House-Training and Exercise

It is best if you take your puppy outside to go to the toilet every hour and a half when you first bring him home. Puppies are usually house-trained by about 16-18 weeks of age, but they will still have the occasional accident. It is important not to scold or shout at your puppy when he has an accident. He won’t understand what he’s done wrong, and it will just encourage him to do it when you aren’t looking for fear of upsetting you. Puppies have little to no control of their bladders, so try and remember this when training. If you are unable to easily and quickly take him outside when you see the tell tale signs, i.e. sniffing and circling, you may provide some puppy pads in a corner on which he can eliminate. This is effectively training him to toilet inside, however, so always take him outside when possible.
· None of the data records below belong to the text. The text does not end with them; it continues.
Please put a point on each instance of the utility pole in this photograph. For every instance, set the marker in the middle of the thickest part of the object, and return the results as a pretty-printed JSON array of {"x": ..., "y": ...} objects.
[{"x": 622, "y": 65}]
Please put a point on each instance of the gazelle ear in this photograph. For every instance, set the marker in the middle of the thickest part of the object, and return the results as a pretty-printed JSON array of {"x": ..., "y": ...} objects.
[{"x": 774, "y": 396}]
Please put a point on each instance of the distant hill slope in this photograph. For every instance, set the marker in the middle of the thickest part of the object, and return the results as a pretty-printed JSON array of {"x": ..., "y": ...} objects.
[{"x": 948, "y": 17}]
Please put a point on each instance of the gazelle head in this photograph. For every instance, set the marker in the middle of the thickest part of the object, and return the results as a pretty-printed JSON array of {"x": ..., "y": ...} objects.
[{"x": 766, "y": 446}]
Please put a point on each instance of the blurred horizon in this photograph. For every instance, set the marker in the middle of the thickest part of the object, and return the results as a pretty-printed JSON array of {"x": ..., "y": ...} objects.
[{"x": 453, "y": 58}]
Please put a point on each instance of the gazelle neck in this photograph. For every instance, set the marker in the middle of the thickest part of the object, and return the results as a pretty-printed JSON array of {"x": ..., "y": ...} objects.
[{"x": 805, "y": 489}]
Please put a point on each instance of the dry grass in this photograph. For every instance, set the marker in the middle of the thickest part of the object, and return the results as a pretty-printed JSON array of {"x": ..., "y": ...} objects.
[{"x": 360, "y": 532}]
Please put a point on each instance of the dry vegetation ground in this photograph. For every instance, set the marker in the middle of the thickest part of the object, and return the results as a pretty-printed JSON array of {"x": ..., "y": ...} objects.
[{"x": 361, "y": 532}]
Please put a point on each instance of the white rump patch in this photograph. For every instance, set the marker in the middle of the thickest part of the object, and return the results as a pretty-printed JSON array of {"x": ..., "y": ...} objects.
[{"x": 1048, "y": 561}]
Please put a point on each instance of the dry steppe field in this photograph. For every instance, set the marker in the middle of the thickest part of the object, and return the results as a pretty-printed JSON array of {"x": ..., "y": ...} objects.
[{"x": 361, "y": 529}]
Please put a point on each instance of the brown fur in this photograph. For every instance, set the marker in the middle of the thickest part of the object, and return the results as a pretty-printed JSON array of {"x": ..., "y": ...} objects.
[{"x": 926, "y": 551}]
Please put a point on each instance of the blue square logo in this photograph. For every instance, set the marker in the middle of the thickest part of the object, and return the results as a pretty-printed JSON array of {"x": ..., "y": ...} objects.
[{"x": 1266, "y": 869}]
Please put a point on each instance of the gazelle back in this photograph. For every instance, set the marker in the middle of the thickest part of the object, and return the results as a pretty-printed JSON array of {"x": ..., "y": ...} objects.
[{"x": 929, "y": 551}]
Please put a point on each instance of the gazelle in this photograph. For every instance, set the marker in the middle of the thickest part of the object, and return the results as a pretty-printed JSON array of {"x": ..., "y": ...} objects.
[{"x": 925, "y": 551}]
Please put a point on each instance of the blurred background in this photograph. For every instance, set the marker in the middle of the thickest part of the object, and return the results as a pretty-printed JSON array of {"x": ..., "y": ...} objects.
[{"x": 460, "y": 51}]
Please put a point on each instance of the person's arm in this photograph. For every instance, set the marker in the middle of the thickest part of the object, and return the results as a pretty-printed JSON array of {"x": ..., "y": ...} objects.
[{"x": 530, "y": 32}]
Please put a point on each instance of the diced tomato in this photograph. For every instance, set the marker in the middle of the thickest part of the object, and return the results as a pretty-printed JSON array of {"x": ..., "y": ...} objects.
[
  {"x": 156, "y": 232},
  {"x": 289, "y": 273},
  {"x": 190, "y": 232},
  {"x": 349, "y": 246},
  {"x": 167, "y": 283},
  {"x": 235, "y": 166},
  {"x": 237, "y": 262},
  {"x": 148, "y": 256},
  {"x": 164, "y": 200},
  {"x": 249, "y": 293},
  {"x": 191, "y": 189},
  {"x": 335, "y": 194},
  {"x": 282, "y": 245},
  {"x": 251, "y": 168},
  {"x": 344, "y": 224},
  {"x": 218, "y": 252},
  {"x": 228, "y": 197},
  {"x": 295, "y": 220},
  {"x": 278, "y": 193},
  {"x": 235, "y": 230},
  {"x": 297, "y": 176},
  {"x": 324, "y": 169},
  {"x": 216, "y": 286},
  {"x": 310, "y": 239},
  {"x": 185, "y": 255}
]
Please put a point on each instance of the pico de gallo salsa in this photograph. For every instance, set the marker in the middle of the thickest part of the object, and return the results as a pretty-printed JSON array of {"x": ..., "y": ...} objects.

Puppies usually need to urinate about fifteen minutes after drinking, and about forty-five minutes after eating.

A good schedule to follow once your puppy has been fully vaccinated is to wake him up and take him outside to eliminate at about 6.30AM, feed him at 7AM, followed by a quick walk and playtime, and then put him back in his crate. At 10AM you can let him out again for some more playtime, but then back in his crate, bar toilet breaks, until lunchtime at 12PM. At 1PM take him outside and play with him some more, and do this several times throughout the afternoon until 5PM meal time. He should have a short outdoor walk at about 7PM followed by more play, and ready to go to sleep at about 9PM. Puppies usually will not eliminate in their place of sleep, which is why crate training can be extremely helpful in the toilet training process.

A good rule of thumb for exercise is 10 minutes a day per month of life. So, at 12 weeks when he is fully vaccinated, he should only be walking outside for 30 minutes total. It is recommended that this be divided up into several smaller walks, or your puppy may become sleepy. It is important not to over exercise your puppy as this can negatively impact the development of their little bones and muscles. It won’t be long before your puppy can go on boisterous, long walks and runs with you, but don’t rush things, and remember he is only a baby!